Return local beginning of day time object
EDIT: This only works for UTC times (it was tested in the playground, so the location-specific test was probably wrong). See PeterSO's answer for issues of this solution in location-specific scenarios.
You can use the Truncate
method on the date, with 24 * time.Hour
as duration:
http://play.golang.org/p/zJ8s9-6Pck
func main() {
// Test with a location works fine too
loc, _ := time.LoadLocation("Europe/Berlin")

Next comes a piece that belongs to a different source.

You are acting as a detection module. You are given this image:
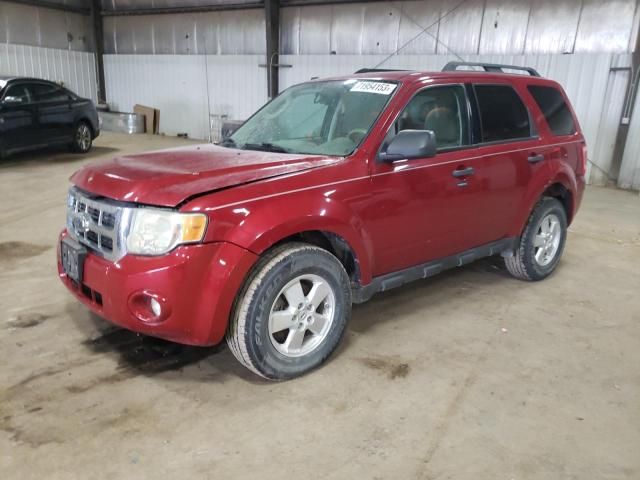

t1, _ := time.ParseInLocation("2006 Jan 02 15:04:05 (MST)", "2012 Dec 07 03:15:30 (CEST)", loc)
t2, _ := time.Parse("2006 Jan 02 15:04:05", "2012 Dec 07 00:00:00")
t3, _ := time.Parse("2006 Jan 02 15:04:05", "2012 Dec 07 23:15:30")
t4, _ := time.Parse("2006 Jan 02 15:04:05", "2012 Dec 07 23:59:59")
t5, _ := time.Parse("2006 Jan 02 15:04:05", "2012 Dec 08 00:00:01")
times := []time.Time{t1, t2, t3, t4, t5}
for _, d := range times {
fmt.Printf("%s\n", d.Truncate(24*time.Hour))
}
}
To add some explanation, it works because truncate "rounds down to a multiple of" the specified duration since the zero time, and the zero time is January 1, year 1, 00:00:00. So truncating to the nearest 24-hour boundary always returns a "beginning of day".
Both the title and the text of the question asked for "a local [Chicago] beginning of today time." The Bod
function in the question did that correctly. The accepted Truncate
function claims to be a better solution, but it returns a different result; it doesn't return a local [Chicago] beginning of today time. For example,
package main
import (
"fmt"
"time"
)
func Bod(t time.Time) time.Time {
year, month, day := t.Date()
return time.Date(year, month, day, 0, 0, 0, 0, t.Location())
}
func Truncate(t time.Time) time.Time {
return t.Truncate(24 * time.Hour)
}
func main() {
chicago, err := time.LoadLocation("America/Chicago")
if err != nil {
fmt.Println(err)
return
}
now := time.Now().In(chicago)
fmt.Println(Bod(now))
fmt.Println(Truncate(now))
}
Output:
2014-08-11 00:00:00 -0400 EDT
2014-08-11 20:00:00 -0400 EDT
The time.Truncate
method truncates UTC time.
The accepted Truncate
function also assumes that there are 24 hours in a day. Chicago has 23, 24, or 25 hours in a day.